Metadata-Version: 2.1
Name: openeo-udf
Version: 1.0.0rc3
Summary: API to implement user defined functions in openEO, as well as a reference server implementation to execute them.
Home-page: https://github.com/Open-EO/openeo-udf/
Author: Soeren Gebbert
Author-email: soerengebbert@googlemai.com
License: apache
Platform: any
Classifier: Development Status :: 5 - Production/Stable
Classifier: Programming Language :: Python
Classifier: "License :: OSI Approved :: Apache Software License"
Classifier: "Operating System :: OS Independent"

====================
OpenEO UDF Framework
====================

OpenEO User Defined Functions (UDF) are an approach to run arbitrary code on geographical data
that is available in an OpenEO processing backend like R, GRASS GIS or GeoTrellis.
This document describes the UDF interface and provides reference implementation for Python3. The reference
implementation includes:

    - An OpenEO UDF REST test server that processes user defined data with user defined functions
      and describes its interface using OpenAPI 3.0.
    - A Python3 API that specifies how UDF must be implemented in Python3

Documentation is available online (see list below) and through the test server.

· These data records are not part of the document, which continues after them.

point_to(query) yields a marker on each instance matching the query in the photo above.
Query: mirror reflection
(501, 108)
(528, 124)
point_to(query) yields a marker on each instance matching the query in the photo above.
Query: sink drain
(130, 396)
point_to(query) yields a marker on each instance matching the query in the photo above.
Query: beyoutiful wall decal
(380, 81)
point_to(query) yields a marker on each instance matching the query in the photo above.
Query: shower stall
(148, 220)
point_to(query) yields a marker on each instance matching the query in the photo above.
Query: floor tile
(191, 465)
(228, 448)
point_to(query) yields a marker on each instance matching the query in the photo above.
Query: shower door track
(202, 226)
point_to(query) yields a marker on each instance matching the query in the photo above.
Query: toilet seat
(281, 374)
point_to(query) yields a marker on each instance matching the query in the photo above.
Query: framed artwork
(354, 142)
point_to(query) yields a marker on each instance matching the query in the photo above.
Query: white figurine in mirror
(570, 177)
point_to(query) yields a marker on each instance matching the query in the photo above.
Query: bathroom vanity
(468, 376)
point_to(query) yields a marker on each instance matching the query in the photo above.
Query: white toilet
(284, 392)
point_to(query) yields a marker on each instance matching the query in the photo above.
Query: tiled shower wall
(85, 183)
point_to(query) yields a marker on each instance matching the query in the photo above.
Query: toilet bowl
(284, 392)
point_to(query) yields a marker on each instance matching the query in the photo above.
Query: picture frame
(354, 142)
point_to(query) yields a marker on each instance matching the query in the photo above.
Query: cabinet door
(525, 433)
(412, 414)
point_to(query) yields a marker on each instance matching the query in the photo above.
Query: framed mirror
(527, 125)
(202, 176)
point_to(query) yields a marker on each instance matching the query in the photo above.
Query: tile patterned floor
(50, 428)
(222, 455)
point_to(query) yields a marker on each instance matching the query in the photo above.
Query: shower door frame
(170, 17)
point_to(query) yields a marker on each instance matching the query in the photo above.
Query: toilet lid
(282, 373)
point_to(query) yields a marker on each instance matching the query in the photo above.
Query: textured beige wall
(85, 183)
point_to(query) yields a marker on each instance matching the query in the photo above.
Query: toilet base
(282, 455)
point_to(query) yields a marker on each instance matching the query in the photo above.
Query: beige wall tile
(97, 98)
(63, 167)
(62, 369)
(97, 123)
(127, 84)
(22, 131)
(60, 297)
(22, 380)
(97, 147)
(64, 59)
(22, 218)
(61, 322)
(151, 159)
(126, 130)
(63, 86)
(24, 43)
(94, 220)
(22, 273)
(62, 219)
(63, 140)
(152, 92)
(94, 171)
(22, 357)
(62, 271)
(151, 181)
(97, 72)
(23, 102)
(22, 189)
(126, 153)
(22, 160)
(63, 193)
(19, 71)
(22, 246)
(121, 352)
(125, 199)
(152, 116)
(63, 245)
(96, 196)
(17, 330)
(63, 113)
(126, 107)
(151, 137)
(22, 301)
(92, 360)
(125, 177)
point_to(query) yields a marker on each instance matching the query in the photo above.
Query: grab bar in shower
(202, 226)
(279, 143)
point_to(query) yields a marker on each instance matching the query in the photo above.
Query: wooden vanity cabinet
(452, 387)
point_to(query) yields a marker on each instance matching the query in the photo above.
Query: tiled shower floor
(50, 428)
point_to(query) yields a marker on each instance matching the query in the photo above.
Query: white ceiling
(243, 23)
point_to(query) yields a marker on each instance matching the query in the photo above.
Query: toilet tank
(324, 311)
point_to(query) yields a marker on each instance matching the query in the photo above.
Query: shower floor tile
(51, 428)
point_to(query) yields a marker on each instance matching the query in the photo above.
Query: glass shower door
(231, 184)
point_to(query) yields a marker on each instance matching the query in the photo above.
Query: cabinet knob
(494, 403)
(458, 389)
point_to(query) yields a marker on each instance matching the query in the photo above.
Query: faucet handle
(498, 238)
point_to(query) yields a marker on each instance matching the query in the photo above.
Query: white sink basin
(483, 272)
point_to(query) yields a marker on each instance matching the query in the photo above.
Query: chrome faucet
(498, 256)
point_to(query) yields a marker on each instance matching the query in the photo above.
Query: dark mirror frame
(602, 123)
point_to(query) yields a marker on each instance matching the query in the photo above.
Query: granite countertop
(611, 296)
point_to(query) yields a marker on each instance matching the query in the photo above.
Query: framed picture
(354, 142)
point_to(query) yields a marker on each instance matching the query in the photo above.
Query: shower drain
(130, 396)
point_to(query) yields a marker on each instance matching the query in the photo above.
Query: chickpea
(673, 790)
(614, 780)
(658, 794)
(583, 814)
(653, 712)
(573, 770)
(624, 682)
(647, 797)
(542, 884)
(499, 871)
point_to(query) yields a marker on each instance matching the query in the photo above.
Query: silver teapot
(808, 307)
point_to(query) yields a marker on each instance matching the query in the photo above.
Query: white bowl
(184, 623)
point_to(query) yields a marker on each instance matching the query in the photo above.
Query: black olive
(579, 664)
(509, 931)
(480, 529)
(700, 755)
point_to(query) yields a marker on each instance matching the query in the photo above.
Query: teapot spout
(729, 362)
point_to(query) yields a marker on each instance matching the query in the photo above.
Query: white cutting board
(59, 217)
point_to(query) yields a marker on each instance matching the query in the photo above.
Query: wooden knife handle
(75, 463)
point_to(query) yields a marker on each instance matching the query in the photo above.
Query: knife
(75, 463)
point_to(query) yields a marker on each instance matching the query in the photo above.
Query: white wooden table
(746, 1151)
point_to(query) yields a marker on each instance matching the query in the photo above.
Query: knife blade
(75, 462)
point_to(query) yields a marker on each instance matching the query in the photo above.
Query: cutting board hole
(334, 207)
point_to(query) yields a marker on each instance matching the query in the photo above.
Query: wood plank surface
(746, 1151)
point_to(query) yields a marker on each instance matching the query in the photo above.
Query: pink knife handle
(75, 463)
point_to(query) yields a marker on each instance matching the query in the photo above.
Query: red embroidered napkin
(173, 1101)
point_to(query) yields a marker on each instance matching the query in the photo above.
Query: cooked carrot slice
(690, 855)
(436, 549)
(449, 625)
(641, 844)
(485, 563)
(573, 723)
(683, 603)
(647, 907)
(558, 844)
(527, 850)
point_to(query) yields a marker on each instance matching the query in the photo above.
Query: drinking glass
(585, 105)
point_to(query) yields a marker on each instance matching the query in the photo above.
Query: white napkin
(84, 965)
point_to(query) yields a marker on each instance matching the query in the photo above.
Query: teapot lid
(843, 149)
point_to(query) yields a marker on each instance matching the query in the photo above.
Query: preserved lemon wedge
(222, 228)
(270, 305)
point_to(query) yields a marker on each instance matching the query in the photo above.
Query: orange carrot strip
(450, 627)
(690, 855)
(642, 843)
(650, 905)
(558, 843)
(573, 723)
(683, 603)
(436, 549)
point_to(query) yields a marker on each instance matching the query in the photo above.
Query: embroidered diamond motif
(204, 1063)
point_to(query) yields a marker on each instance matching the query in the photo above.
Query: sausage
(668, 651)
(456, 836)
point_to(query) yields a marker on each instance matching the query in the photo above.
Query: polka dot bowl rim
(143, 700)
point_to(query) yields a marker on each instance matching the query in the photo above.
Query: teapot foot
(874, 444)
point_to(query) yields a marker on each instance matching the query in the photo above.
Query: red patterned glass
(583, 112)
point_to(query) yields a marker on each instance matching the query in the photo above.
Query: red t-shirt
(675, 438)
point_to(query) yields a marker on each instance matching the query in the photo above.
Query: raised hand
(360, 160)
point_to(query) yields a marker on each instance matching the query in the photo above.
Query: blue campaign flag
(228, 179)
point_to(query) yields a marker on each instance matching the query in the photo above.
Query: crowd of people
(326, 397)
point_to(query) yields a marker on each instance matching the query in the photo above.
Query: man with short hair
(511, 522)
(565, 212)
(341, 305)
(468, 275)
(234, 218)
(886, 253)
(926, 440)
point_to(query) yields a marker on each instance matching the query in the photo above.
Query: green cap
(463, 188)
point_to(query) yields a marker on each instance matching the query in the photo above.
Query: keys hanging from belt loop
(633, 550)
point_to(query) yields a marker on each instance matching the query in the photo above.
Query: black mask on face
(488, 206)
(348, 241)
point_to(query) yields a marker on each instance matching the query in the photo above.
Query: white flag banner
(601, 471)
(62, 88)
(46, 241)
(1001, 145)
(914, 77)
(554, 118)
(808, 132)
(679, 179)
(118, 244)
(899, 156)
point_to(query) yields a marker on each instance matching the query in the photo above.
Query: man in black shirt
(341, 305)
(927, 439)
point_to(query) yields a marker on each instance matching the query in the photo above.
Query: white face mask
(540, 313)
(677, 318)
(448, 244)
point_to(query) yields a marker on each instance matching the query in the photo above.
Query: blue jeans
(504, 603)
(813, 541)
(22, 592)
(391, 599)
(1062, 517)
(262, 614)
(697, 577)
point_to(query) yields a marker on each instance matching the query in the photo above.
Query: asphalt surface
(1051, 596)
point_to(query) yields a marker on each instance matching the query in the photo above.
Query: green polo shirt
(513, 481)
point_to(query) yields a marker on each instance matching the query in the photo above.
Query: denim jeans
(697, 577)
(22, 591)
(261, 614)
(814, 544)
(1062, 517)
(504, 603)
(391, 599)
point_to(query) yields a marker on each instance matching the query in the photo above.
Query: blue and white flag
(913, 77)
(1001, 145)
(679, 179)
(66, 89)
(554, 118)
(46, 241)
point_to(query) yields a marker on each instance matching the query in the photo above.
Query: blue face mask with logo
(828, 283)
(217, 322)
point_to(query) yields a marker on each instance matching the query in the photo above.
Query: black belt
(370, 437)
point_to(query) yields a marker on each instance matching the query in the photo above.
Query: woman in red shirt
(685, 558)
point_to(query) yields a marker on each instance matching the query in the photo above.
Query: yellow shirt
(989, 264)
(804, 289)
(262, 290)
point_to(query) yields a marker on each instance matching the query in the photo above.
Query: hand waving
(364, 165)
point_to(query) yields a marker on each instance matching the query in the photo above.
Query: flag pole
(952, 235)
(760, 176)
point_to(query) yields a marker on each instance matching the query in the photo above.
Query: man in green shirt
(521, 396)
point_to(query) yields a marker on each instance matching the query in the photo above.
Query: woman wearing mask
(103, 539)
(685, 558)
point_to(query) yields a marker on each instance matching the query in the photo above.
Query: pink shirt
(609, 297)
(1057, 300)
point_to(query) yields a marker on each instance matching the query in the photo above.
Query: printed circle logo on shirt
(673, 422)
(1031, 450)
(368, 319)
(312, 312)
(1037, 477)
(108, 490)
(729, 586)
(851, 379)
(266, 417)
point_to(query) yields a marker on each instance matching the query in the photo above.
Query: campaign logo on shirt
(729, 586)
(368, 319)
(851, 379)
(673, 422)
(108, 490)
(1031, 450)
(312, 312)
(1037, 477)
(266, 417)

    - UDF Framework: https://open-eo.github.io/openeo-udf/
    - API description: https://open-eo.github.io/openeo-udf/api_docs/

Backend integration
===================

This UDF implementation contains an abstract OpenAPI 3.0 description of schemas that must be used when an API for a specific
programming language is implemented.
The schemas are generated from the UDF python3 classes of the REST service, that are implemented using pydantic.
The documentation will be generated on the fly and can be accessed via browser from the docker container or when the
udf server started from localhost.

The following files implement the schemas:

    * https://github.com/Open-EO/openeo-udf/blob/fastapi/src/openeo_udf/server/dimension_schema.py
    * https://github.com/Open-EO/openeo-udf/blob/fastapi/src/openeo_udf/server/feature_collection_tile_schema.py
    * https://github.com/Open-EO/openeo-udf/blob/fastapi/src/openeo_udf/server/hypercube_schema.py
    * https://github.com/Open-EO/openeo-udf/blob/fastapi/src/openeo_udf/server/machine_learn_schema.py
    * https://github.com/Open-EO/openeo-udf/blob/fastapi/src/openeo_udf/server/raster_collection_tile_schema.py
    * https://github.com/Open-EO/openeo-udf/blob/fastapi/src/openeo_udf/server/spatial_extent_schema.py
    * https://github.com/Open-EO/openeo-udf/blob/fastapi/src/openeo_udf/server/structured_data_schema.py
    * https://github.com/Open-EO/openeo-udf/blob/fastapi/src/openeo_udf/server/udf_schemas.py

The basis of the OpenAPI 3.0 description are basic data-types that are available in many programming languages.
These basic data-types are:

    - Strings
    - Floating point values
    - Integer values
    - Date and time data-types
    - Multi-dimensional arrays, lists or vectors of floating point values, integer values and date time data-types
    - Maps or dictionaries

The entry point of an UDF is a single dictionary or map, that can be represented by a class object as well,
depending on the programming language.

The schemas SpatialExtentSchema, FeatureCollectionTileSchema, HyperCubeSchema,
StructuredDataSchema, MachineLearnModelSchema and UdfDataSchema are a OpenAPI 3.0 based definitions for the UDF API.
These schemas are implemented as python3 classes with additional functionality in the Python3 REST test server.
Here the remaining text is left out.